- Date: 28 March 2009
- Presenters: Kathrine Sørland and Daniel Hamnes
- Venue: Lillestrøm, Norway
- Entrants: 12
- Winner: Eli Landa

= Frøken Norge 2009 =

The Frøken Norge 2009 pageant was held in Lillestrøm, Norway on 28 March 2009. 12 finalists were competing for the two winner titles.

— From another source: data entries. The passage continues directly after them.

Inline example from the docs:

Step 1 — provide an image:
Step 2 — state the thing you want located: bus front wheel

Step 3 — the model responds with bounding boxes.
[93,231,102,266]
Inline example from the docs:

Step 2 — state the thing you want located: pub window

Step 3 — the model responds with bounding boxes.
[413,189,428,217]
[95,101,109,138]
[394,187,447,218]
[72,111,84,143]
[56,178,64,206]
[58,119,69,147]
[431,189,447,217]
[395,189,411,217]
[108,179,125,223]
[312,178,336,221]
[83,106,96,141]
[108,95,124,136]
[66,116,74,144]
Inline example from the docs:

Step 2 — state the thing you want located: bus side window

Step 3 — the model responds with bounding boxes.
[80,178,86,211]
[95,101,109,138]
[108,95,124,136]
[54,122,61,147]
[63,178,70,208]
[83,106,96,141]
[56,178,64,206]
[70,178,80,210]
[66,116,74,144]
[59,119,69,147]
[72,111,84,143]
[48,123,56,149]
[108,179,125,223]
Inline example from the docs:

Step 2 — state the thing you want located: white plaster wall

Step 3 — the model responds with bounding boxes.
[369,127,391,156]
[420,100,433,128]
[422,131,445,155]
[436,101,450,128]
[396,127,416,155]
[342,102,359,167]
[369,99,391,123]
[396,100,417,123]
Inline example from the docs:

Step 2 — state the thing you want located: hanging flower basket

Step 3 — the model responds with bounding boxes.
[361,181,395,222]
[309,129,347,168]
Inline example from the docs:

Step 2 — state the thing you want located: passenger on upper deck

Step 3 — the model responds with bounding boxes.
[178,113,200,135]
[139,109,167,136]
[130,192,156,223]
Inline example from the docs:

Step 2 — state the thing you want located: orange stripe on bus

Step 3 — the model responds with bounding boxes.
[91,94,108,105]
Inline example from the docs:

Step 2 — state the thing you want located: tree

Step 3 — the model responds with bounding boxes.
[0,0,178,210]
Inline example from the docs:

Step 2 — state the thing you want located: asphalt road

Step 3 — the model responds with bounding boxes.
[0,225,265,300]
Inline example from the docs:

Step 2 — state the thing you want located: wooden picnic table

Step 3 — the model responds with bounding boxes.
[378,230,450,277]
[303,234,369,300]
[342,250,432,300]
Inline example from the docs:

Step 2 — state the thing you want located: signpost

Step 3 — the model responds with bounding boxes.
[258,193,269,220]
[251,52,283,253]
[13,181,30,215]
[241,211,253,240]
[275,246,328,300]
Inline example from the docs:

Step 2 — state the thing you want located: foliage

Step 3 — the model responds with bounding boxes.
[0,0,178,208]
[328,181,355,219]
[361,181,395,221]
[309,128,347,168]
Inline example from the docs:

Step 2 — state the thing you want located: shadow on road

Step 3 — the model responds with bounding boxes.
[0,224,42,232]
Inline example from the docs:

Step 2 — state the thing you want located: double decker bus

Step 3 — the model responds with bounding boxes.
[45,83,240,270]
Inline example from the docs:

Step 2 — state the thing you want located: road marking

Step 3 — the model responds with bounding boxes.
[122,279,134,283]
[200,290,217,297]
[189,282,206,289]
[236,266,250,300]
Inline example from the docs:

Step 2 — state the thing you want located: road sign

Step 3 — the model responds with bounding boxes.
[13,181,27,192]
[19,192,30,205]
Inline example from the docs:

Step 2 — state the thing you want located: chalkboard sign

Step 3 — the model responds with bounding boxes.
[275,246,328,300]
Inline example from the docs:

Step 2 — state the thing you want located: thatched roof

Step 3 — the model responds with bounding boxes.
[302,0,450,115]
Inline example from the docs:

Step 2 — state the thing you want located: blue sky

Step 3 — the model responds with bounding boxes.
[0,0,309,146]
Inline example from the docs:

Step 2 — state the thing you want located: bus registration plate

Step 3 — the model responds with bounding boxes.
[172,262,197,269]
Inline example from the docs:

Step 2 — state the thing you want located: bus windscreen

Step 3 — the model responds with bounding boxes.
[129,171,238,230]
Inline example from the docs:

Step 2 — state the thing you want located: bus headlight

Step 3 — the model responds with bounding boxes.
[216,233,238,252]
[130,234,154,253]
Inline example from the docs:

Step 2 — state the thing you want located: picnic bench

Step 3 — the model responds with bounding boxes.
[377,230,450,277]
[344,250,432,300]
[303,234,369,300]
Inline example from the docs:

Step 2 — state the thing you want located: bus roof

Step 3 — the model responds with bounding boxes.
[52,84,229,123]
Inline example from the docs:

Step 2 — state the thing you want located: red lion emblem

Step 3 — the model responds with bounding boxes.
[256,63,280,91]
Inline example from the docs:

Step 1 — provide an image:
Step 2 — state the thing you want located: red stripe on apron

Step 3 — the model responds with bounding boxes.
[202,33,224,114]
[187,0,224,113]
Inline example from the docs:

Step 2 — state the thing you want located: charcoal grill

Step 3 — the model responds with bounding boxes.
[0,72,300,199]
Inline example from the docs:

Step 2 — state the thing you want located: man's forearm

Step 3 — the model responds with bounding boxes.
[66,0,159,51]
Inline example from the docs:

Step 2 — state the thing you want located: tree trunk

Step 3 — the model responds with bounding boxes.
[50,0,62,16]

Frøken Norge World was chosen by 75% audience votes and 25% judges' votes and represented Norway in Miss World 2009 in South Africa, and the Frøken Norge Universe was chosen by the judges and represented Norway in Miss Universe 2009 in the Bahamas.

==Final results==

| Final results | Contestant |
|---|---|
| Frøken Norge 2009 | Stavanger - Eli Landa; |
| Frøken Norge World 2009 | Skien - Sara Skjoldnes; |
| Top 12 finalists | Bekkestua - Charlotte Rustad; Frogner - Siri Kristin Johansen; Hjelmeland - Anna Karina Bacca; Langhus - Natasha Ally Hammer; Sandane - Marita Frøyen; Tranby - Jasmin Mehrnia; Trondheim - Maiken Madeleine Gaup; Øyer - Silje Mathea Nylund; Ålesund - Martine Dønheim; Ålesund - Trine Dønheim; |

==Judges==
- Pia Haraldsen (TV personality)
- Hanne-Karine Sørby Nilsen (Miss Norway Universe 2003)
- Natalia Davadi (winner of The Bachelor Norway 2008)
- Tom André Tveitan (winner of the reality series Robinsonekspedisjonen)
- Camilla Pihl (editor of Froken.no)

Among others.

==Notes==
- Martine Dønheim (Ålesund) and Trine Dønheim (Ålesund) are twins.